Vadim's generals
Last for slightly more then 2 hours.
My special topics were Dynamical systems and Stocastic prosseses.
My commite was Y.Sinai (chair), J.Mather, J. de Jong
We start with algebra:
What is a field? (J)
Structure of finite fields? Isomorphisms. (S)
Prove the fundamental theorem of algebra? (J)
(I proved it using Lioville thm.) J. asked to give another
proof. (I gave a proof using Cauchy formula).
Find all prime numbers in {\bf Z}[i].
Find all normal subgroups of A_4.
Real analysis.
State Radon-Nikodim thm. (S) (Now questions related to
Radon-Nikodim thm from Dynamical systems and Stocastic prosses).
Give an example of absolute continuity
in the theory of hyperbolic diffeomorphisms.
Problem (S) Take two diffusion prosesses in the line.
dx_i(t)=a_i(x)db(t)+ f_i(x) dt, i=1,2
When they are absolutely continious one to the other
(Answer if a_1(x)=a_2(x). Remark use law if iterated logarithm.)
What is Fourirer transform? (S)
State Plancherel thm, the inversion formula (M).
State Riemann mapping thm. (I mentioned also uniformiz. thm)
Give an example of residual set (countable intersection of
open dense sets) which has measure zero.
Give an example of nowhere dense set of arbitrary large
measure.
At this point we switch to special topics.
What is Anosov diffeomorphism and Anosov flow?
Are they stable?(M) Why?
I gave an idea why they are stable.
Are they chaotic?
Describe baker's transform.(M) What chaos it has.(M)
What thm from dynamical systems was proved by algebraic
geometrists?(S) I stated Artin-Mazur thm.

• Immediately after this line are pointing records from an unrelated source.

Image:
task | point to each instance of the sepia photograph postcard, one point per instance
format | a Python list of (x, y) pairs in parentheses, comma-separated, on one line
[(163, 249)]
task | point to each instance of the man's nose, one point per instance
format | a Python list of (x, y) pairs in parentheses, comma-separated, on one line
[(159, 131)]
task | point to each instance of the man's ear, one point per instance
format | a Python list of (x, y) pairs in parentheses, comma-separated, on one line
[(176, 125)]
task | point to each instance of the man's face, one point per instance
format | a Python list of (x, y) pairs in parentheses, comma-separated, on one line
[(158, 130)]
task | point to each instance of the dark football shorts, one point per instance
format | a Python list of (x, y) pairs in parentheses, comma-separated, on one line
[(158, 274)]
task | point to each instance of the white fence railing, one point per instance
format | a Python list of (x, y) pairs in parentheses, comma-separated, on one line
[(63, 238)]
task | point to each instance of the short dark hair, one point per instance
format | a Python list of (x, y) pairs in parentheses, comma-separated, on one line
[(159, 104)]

Why did they study periodic orbits?(S) I said that they
introduce dynamical zeta function.
Moreover, I said that zeta function is rational for
Axiom A system.
de Jong got excited by that fact.
Do I know any easy proof of that?(M)
I said that I have to introduce markov partitions
subshifts of finite type, and so on.
Mather said that there is an easy proof using Lefschetz
fixed point formula. I stated the Lefschetz fixed point formula and
said that that formula sums periodic points with different signs.

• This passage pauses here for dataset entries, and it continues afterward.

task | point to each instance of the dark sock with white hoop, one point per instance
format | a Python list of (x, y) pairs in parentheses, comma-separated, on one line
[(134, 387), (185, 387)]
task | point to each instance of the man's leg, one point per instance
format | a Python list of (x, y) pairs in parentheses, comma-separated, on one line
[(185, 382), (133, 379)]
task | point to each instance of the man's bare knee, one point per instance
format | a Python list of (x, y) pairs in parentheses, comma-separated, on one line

Then Sinai and de Jong got interested and asked Mather
to explain why it is easy. He said that there is a simple reason
why it is true, but he don't remember what.
A few questions from hyperbolic geometry.
What is upper half plane? Describe a metric of constant
negative cuvature. What group act on that metric space
isometrically. Describe any two dimensional
surface with a metric of constant negative curvature.
What can you say about geodesic flows on surfaces
of constant negative curvature? (ergodic, mixing,
exponential decay of correlations)
When you have an Axiom A diffeomorphism what can you say
about invariant foliations (How smooth they are,
how about and what is absolute continuity)?